Then, somewhere in the Catskill Mountains, within hailing distance of such establishments as Grossinger's, the Concord and the Sha-Wan-Ga Lodge -- where the art of overfeeding had been perfected on humans -- some brave, pioneering duck farmer broke the code. Fresh foie gras appeared in New York City at gourmet outlets such as Dean & DeLuca and subsequently became available to restaurant chefs all over the United States. But this was all news to the food writer at the time, and he asked the waitress whether the bird used for generating the foie gras was a duck or a goose and where, exactly, had the birds been raised.
"She went into the kitchen and then returned with the dish," the scribe recounts, "and essentially threw the thing in front of me. Then she announced that 'It's duck liver. It's from New York. And I'm not answering any more questions because I'm a vegetarian.' "
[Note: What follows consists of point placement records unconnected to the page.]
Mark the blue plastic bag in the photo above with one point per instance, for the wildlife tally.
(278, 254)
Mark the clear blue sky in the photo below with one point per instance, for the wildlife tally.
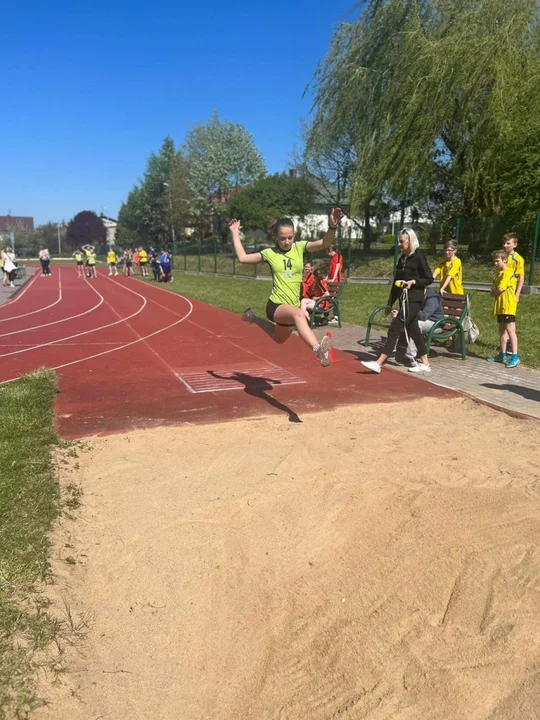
(90, 89)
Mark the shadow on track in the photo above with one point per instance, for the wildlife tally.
(258, 387)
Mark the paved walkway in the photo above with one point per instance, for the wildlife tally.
(516, 390)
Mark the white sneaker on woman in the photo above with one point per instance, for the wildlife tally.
(420, 369)
(372, 365)
(323, 351)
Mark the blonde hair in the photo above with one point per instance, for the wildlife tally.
(413, 240)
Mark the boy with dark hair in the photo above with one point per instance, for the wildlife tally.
(504, 292)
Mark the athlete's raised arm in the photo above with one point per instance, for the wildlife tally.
(241, 254)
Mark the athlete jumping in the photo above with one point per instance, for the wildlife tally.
(286, 262)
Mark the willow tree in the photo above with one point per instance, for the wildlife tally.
(434, 93)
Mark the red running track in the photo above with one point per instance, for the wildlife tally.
(133, 355)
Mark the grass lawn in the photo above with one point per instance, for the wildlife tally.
(29, 503)
(358, 302)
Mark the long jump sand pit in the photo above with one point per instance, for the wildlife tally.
(376, 562)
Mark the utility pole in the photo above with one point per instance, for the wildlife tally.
(173, 234)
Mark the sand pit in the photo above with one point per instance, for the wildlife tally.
(256, 570)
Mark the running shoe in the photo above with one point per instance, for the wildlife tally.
(323, 351)
(420, 369)
(248, 316)
(372, 365)
(500, 357)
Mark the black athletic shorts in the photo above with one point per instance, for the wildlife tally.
(271, 308)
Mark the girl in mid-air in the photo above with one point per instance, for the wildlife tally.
(286, 262)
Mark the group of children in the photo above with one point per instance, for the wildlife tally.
(295, 293)
(506, 289)
(161, 263)
(315, 282)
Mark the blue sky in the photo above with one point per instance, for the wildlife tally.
(89, 90)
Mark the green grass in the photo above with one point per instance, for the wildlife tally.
(359, 300)
(29, 503)
(378, 263)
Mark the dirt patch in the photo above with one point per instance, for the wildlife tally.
(375, 562)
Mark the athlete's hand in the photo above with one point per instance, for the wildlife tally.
(336, 217)
(235, 225)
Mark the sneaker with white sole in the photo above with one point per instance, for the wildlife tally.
(323, 351)
(372, 365)
(420, 369)
(248, 316)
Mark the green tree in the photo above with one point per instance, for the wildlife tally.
(222, 157)
(86, 228)
(434, 93)
(145, 215)
(274, 196)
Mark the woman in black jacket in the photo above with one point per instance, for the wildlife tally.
(415, 275)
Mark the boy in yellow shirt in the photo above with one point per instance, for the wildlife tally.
(504, 292)
(450, 271)
(111, 262)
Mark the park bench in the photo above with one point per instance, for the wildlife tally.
(328, 306)
(449, 327)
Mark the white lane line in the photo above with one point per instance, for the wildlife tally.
(134, 342)
(86, 332)
(55, 322)
(19, 296)
(15, 317)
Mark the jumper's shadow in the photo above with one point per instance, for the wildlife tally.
(257, 387)
(527, 393)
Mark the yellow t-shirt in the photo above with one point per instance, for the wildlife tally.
(505, 303)
(454, 269)
(517, 265)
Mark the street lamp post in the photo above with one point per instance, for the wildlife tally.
(173, 234)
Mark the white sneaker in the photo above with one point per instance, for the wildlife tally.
(372, 365)
(323, 351)
(420, 369)
(248, 316)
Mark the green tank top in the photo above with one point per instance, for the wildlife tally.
(287, 269)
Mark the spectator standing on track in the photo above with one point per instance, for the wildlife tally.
(505, 306)
(87, 249)
(111, 262)
(516, 264)
(156, 267)
(127, 259)
(166, 265)
(143, 262)
(450, 271)
(45, 260)
(307, 280)
(430, 312)
(317, 290)
(79, 259)
(335, 269)
(9, 269)
(92, 264)
(286, 261)
(413, 275)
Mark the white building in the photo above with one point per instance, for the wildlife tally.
(110, 225)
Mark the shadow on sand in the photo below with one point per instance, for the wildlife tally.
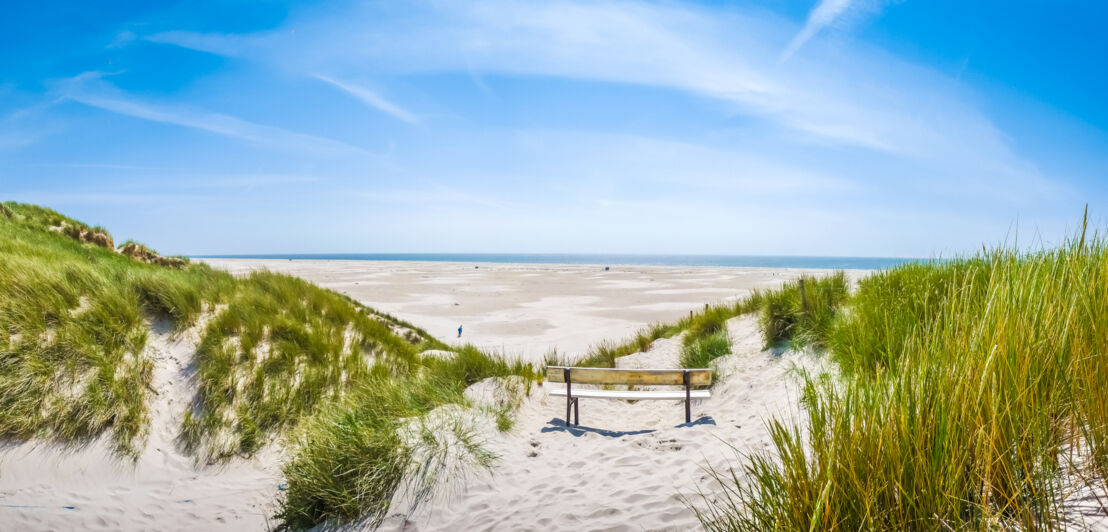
(556, 425)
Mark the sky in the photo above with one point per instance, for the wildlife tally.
(838, 128)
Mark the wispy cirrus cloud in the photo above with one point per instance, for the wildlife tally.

This, of course, raised a number of questions, chief among them: Why was a vegetarian working as a member of the waitstaff at a fine-dining restaurant where omnivorousness is the order of the day? And why did the restaurant hire a vegetarian? The latter question, asked in print by our scribe, resulted in a fatwa being declared against him by the shadowy but powerful network of vegetarian waiters. Thus, he shall remain nameless.
Restaurants that aspire to gourmet status rather than, to use a wonderful term developed in the old Soviet Union, "points of societal nourishment," need to hire waitstaff that can discuss the food being offered by the creative chefs in the kitchen. People do not go to three-star restaurants in Europe because they are hungry. Throughout the United States, this idea is catching on with diners, especially younger ones. When it comes to creating informed waitstaff in these restaurants, some do, some don't.
Cafe Annie [1728 Post Oak Boulevard, (713)840-1111] is a restaurant where dining-as-entertainment or food-as-art has been offered for close to two decades. The restaurant has won all sorts of awards, is one of the few Houston restaurants to routinely make it into the New York Times food sections, and is known for its knowledgeable staff. This is not fortuitous.
Chef and owner Robert Del Grande is happy to reveal how this comes about.
"The kitchen staff and the waitstaff, historically, don't like each other, so you always have to work to overcome that," he says. "In the back, we meet, taste the dishes, go into the products used to make them on a daily basis. It does take organization, and it takes commitment. I used to even cook dishes in front of the waitstaff so that they could see the steps involved and explain them to diners. If the waitstaff understands what goes into a dish and how it is done, they can readily inform diners who may want a substitution of one sauce for another or something else done specially. They won't agree to the substitution, then go back into the kitchen and find out the product needed to make the item is not in stock."
"Some restaurants don't prepare dishes for the staff to taste because they feel their food costs would go up excessively or because they think it saves time, but it is always a worthwhile investment," Del Grande continues. "People can memorize words, descriptions of dishes and wines, but when they taste them, when they have an immediate aesthetic reaction, they can share that enthusiasm with the customers . I've been to restaurants where I've asked the waiter whether they have tried the special or even a regular menu item and been told they have not. How can they explain it to the customer, then?"
As a final observation, Del Grande says, "People may enjoy getting a feeling of suspense from a book or a movie, but I don't think anybody values suspense in food. The same happens when you order a bottle of wine. So you work to always reduce the amount of suspense."